Scrive De Michele, a un certo punto:
Perché Milano è l’Italia, e parlando di Milano Biondillo si interroga, eticamente (non ha detto qualcuno che l’architettura non è estetica, ma etica?) sulla deriva di un paese che ha perso non solo la capacità di dare senso la distinzione tra bene e male, ma anche la cognizione dell’esistenza di quella differenza. E quale luogo può esemplificare meglio questa condizione se non il CPT di via Corelli, quale condizione umana esprime meglio questa perdita della capacità di dare un senso se non la condizione migrante?

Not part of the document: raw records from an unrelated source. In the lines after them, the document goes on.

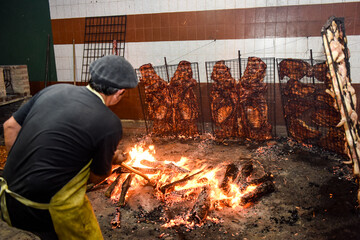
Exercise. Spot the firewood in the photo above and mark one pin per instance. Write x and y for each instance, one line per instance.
(202, 206)
(143, 170)
(260, 191)
(245, 170)
(230, 174)
(171, 185)
(124, 189)
(116, 221)
(158, 164)
(183, 193)
(265, 178)
(112, 186)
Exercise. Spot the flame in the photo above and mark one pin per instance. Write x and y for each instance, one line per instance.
(198, 179)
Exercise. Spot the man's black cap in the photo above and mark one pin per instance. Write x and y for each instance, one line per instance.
(113, 71)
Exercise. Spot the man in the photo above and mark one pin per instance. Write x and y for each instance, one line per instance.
(63, 137)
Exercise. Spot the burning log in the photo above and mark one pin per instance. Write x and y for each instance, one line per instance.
(245, 170)
(158, 164)
(230, 175)
(169, 186)
(202, 206)
(116, 221)
(260, 191)
(124, 189)
(267, 177)
(112, 186)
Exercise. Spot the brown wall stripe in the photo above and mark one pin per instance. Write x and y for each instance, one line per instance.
(285, 21)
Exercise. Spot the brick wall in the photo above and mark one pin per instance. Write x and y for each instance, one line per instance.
(20, 80)
(2, 85)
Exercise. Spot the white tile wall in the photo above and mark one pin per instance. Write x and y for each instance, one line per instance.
(199, 51)
(93, 8)
(202, 51)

E il passato del protagonista, il poliziotto Michele Ferraro, si intreccia con le storie dei migranti Kledy e Said, in una tensione al porre domande a cui Biondillo non dà risposta ma indica “il luogo da cui può emergere la risposta: Quarto Oggiaro, col suo meticciato etnico, linguistico, col suo popolo da sempre variopinto, con la sua compresenza di povertà che sembrano uscite da Gomorra di Saviano e la ricchezza di un’immigrazione da tutti i sud d’Italia e del mondo”. Luogo della possibilità per Milano e per l’Italia, ci suggerisce De Michele, di ritrovare un’anima perduta.